Rashad replied to her sister. “When the students do speak out and they have been heard, and their concerns have been addressed and it’s still not enough, what about that?”
“So are their concerns being addressed?” Allen asked, just as Rashad ended the interview. Some students were audible in the background saying that their concerns were not addressed.
Joining Howard students were other coeds at Historically Black Colleges and Universities who staged demonstrations in a display of solidarity. Among them were students from Clark Atlanta University, Spelman College, Morris Brown College and Morehouse College. Collectively called, The Atlanta Student Movement Takeover, the group wants better student housing, and more federal funding for their schools.
Student unrest: a tradition of protest
Some HBCU supporters say that situations such as Howard University’s occur due to underfunding.
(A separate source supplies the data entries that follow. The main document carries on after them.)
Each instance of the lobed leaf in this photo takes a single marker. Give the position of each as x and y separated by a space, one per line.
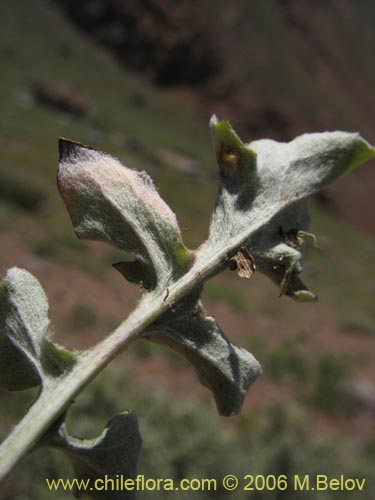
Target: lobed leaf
27 355
111 456
262 187
110 202
227 370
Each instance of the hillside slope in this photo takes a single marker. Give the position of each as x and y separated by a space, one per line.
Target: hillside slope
317 358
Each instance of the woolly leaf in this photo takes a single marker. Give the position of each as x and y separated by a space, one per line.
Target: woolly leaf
227 370
111 456
27 356
110 202
262 186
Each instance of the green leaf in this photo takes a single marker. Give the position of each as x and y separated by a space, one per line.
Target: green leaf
111 456
27 355
110 202
262 187
227 370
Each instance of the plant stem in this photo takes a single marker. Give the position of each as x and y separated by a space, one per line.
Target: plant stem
57 394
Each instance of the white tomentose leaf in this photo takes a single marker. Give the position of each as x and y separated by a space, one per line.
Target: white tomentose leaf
110 202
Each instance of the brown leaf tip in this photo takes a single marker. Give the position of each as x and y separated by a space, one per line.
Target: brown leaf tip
243 262
69 150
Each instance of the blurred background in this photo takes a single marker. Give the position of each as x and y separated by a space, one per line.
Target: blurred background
140 79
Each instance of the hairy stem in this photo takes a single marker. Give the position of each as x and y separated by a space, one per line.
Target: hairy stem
56 397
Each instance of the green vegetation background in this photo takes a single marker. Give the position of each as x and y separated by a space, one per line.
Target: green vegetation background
305 418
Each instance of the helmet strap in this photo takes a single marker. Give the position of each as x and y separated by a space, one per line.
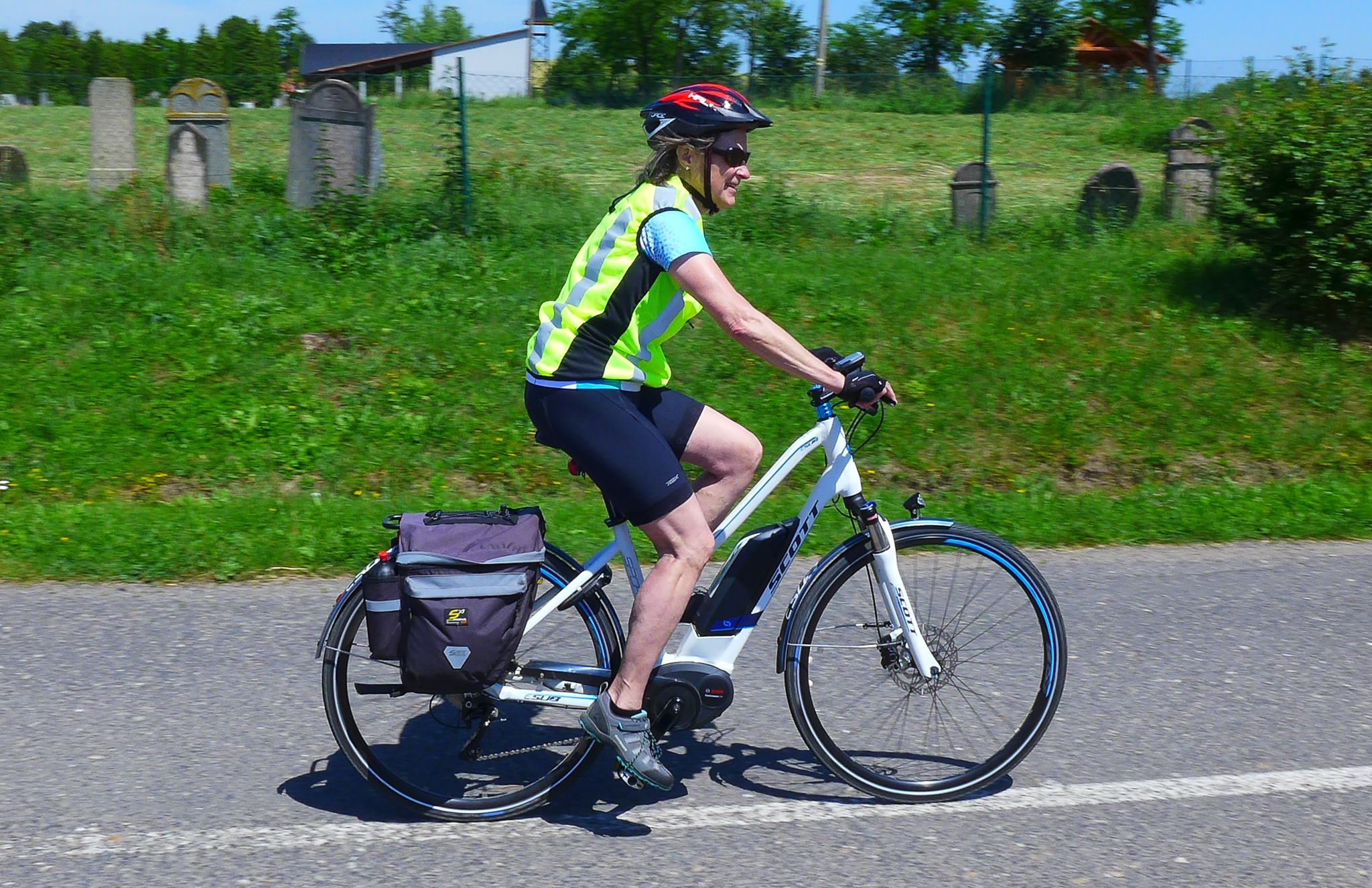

The 101 HBCUs depend on federal funding, state and local funding, donations from alumni, and grants, with the largest percentage coming from Congress. They also depend on tuition. An American Council on Education report released in 2019 says that 54 percent of HBCU’s overall revenue comes from federal, state, and local funding, compared to 38 percent for non-HBCU’s.
Nonetheless, demonstrations concerning student issues at Howard University are nothing new. In 1997, a young Chadwick Boseman, who went on to star in the Marvel Comic Universe hit film “Black Panther,” was one of many student demonstrators protesting the merging of Howard’s College of Fine Arts and its College of Arts and Sciences. Following Boseman’s death last year from colon cancer, the university reinstated its College of Fine Arts, which it named for Boseman.
In 2018, students occupied the university’s administration building for nine days. They demanded that the university revisit whether campus police should be allowed to carry guns on campus. Other requests called for more student input relative to the selection of a student “ombudsperson” to be placed on the board of trustees. In addition, they asked for a review of the university’s grievance procedure. In the end, the university agreed to most of the demands, while also forming a joint university-student task force which would provide support to students who fear reporting sexual assault incidents.
Students’ latest victory includes a town hall meeting between students and university officials. The meeting is scheduled for March 1, 2022. In addition, students have not given up on their demand for Howard president Frederick to resign.